We watch several movies a week. Every Friday, we'll talk a little about some of the movies we watched that we felt were Worth Mentioning.
This week, Cody was won over by Sinister.
I had no interest in seeing Sinister. For one thing, the title never caught my attention, it being part of the modern trend of making film titles as bland as possible (for example, see the Sam Raimi-produced Dibbuk Box getting renamed to become the thousandth or so movie to be titled (The) Possession) and horror movies being named by apparently searching the dictionary for adjectives with negative connotations and then picking one at random. Movies like Sinister, Insidious, Vile, Atrocious, Dismal, Malevolence, etc. could all trade titles with each other and the new ones they got would fit just as well as the one they were released with.
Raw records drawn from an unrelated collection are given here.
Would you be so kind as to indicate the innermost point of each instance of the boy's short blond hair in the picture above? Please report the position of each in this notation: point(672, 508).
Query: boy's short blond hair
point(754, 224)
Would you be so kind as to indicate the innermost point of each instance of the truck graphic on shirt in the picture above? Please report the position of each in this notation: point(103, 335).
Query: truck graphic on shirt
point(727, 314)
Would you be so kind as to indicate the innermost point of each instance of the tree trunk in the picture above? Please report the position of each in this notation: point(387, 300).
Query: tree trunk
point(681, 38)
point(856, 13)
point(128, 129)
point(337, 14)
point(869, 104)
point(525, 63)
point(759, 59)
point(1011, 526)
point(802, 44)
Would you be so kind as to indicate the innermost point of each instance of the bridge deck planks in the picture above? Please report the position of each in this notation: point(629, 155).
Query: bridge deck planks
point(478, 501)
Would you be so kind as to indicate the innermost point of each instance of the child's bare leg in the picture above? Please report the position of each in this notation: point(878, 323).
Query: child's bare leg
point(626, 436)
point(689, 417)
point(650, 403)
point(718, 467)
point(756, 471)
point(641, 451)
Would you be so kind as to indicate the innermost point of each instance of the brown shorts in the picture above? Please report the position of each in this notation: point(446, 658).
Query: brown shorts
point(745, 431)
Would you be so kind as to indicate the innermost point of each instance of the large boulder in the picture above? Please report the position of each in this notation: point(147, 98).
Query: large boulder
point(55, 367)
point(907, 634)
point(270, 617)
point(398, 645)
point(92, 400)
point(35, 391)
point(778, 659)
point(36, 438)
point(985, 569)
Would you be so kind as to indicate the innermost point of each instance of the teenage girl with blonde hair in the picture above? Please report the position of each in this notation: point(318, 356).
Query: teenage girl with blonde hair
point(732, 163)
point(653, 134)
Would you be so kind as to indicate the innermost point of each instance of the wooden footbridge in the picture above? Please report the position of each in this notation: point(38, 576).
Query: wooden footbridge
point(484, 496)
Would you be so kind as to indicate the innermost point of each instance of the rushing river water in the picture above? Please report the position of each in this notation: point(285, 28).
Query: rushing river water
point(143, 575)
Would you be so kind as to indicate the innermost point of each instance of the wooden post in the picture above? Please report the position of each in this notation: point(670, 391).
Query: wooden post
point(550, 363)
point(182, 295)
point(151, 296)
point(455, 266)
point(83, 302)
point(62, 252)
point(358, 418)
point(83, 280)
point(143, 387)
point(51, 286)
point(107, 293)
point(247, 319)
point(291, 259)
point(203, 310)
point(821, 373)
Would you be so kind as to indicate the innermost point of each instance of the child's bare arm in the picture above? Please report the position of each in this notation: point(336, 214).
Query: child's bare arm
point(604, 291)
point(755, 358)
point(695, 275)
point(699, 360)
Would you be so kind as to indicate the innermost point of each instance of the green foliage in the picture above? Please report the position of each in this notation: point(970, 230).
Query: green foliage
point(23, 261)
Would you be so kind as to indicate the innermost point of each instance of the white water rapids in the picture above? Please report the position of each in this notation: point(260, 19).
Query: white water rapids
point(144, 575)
Another off-putting element to me was the plot description mentioning that the story involved a man finding footage of a serial killer's murders, and when I eventually saw the trailer the main thing that stood out to me was the lower quality first person perspective footage of the murder scenes. Footage shot by a character within the movie. I'm not a fan of the found footage gimmick, if a movie is shot by its own characters, characters who have a ridiculous dedication to continuing to film everything around them no matter how life-threatening the situation they find themselves in, chances are that I'm not going to enjoy it. So I wrote Sinister off.
As its release date got closer, people started chipping away at the wall I had put up against Sinister.
During a conversation with Burleson, he showed interest in the movie and suggested that the found footage gimmick might not be as prevalent as I feared it would be.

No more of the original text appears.